For many years, one thing Marion County has spared no expense in purchasing products and services designed to detect whenever someone adds a shed, a carport, a swimming pool, or anything else that might increase taxes on any piece of property in the county.

It seems all the county needed was a subscription to this newspaper — or a rule requiring employes to keep their eyes open.

For 31/2 years, one of the few new business buildings erected in the county seat has escaped property taxes by continuing to be classified as vacant land.

Neighboring properties like Ampride convenience store, nowhere near as big and in nowhere near as good of condition, paid $17, 165.14 in property taxes over the past three years. Diamond H Fitness Center across the road paid only $1,434.48.

It wasn’t even government that discovered that Diamond H, which also has a parking lot that defies city zoning, was paying less than 8 cents on the dollar of what it owed.

There’s plenty of blame to go around.

The City of Marion apparently neglected to send Marion County a copy of a building permit.

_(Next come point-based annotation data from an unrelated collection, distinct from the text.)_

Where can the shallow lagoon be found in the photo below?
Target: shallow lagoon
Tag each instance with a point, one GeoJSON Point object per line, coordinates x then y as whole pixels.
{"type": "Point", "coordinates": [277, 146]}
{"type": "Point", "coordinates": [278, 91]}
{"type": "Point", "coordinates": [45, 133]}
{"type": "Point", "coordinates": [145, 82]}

County employees failed to notice a construction project prominently mentioned in the newspaper and easily detectable to anyone driving on Main St. It wasn’t as if much other commercial construction in Marion occurred during most of those 31/2 years. The county’s deputy appraiser even became a member of the center after it opened

One wonders how many other $15,000 mistakes have been made — just as one wonders what’s going to happen when the owner of hogs killed, apparently with permission of law enforcement, for supposedly being feral are determined legally not to be feral because it ‘s obvious who their owner was.

Damage the pigs caused to a cemetery is inexcusable and should be prosecuted. But once again local officials aren’t exactly inspiring confidence in their competency.